Si todavía ves el mercado de videojuegos en América Latina únicamente como un nicho de entretenimiento, ¡las cifras de 2026 van a reiniciar tu forma de pensar!
La región dejó de ser un simple espectador cuando su base de jugadores alcanzó los 350 millones de personas, convirtiéndose en uno de los protagonistas de la industria global.

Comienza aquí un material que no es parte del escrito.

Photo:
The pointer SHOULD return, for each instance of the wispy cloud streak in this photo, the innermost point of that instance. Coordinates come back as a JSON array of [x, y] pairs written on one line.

Solo en el último año, el sector generó más de US$10 mil millones en la región, registrando un crecimiento anual del 12 %, un ritmo de expansión que hoy supera a mercados tradicionales como el europeo y el norteamericano.
Países a la cabeza
En los últimos 12 meses, hemos vivido una transformación profunda en la madurez del mercado de videojuegos. Brasil se consolidó como el mayor hub de desarrollo y consumo de la región, mientras que México y Argentina lideran niveles récord de engagement en eSports y nuevas plataformas de streaming.
Sin embargo, para marcas, agencias e inversionistas, el éxito en este territorio no depende solo de algoritmos, sino también de presencia. En 2026, el networking en el mercado de videojuegos exige “hablar el idioma” de la comunidad y comprender las particularidades culturales que hacen única a América Latina.
El efecto Zelda y la localización estratégica

Uno de los ejemplos que justifican este crecimiento fue el movimiento de Nintendo, que, atendiendo a las solicitudes de la comunidad, tradujo The Legend of Zelda al portugués y al español latinoamericano.
Esta decisión demostró que América Latina es un mercado prioritario, que merece experimentar historias épicas en su propio idioma, con expresiones, tonos y contextos que resuenan con la identidad local.
La atención a los detalles culturales también se refleja en otros ejemplos en la región:
La “Ginga” en los eSports (Brasil)
En Brasil, el engagement con equipos de eSports va más allá del juego. Es similar a la pasión por el fútbol, lo que exige estrategias de PR enfocadas en la emoción y en la fuerza de las comunidades de fans.
El regionalismo en México
Las campañas que utilizan dobladores locales famosos y referencias a la cultura pop mexicana generan un brand awareness mucho mayor que los doblajes neutros.
El poder del mobile en Colombia y Argentina
En países donde el acceso a consolas de última generación enfrenta barreras económicas, el mercado de videojuegos se expande a través del celular. Las marcas que comprenden este desafío y se enfocan en eventos y activaciones mobile-first conquistan una porción de mercado mucho más fiel.
Madurez en números
La identificación cultural no solo se refleja en la satisfacción de los jugadores, sino también en un movimiento financiero que ha consolidado a América Latina como una potencia global.
En 2026, el mercado de videojuegos en la región dejó de ser una promesa para convertirse en un sector de US$10,5 mil millones, de los cuales US$3 mil millones corresponden a Brasil.
Este crecimiento, que proyecta ingresos casi dos veces mayores que hace cinco años, es en gran parte resultado de los eventos presenciales, que se han convertido en el centro de la economía creativa del continente.
Grandes festivales como gamescom latam y Brasil Game Show (BGS) dejaron de ser solo “ferias de electrónica” para actuar como verdaderos catalizadores de negocios.
Negocios en la industria del gaming
En la última edición de gamescom latam, por ejemplo, las rondas de negocios (B2B) generaron perspectivas que superaron los US$200 millones, demostrando que el networking cara a cara sigue siendo el mayor validador para inversionistas y publishers internacionales que buscan estudios locales.
Paralelamente, la BGS continúa batiendo récords de público, atrayendo a más de 100 millones de jugadores potenciales en el país y movilizando toda una cadena de turismo, retail y servicios que inyecta millones en la economía local en cada edición.
En 2026, el mercado de videojuegos en América Latina ya no es solo una tendencia: es una nueva realidad construida a partir de la empatía cultural.
Para las marcas y los profesionales de la comunicación, entender que el networking en estos espacios va mucho más allá de la tecnología es lo que separa a los grandes jugadores de los espectadores. El juego ha cambiado y, en el escenario latinoamericano, quienes dominan el arte de conectar personas e historias ya comienzan con Player 1 seleccionado.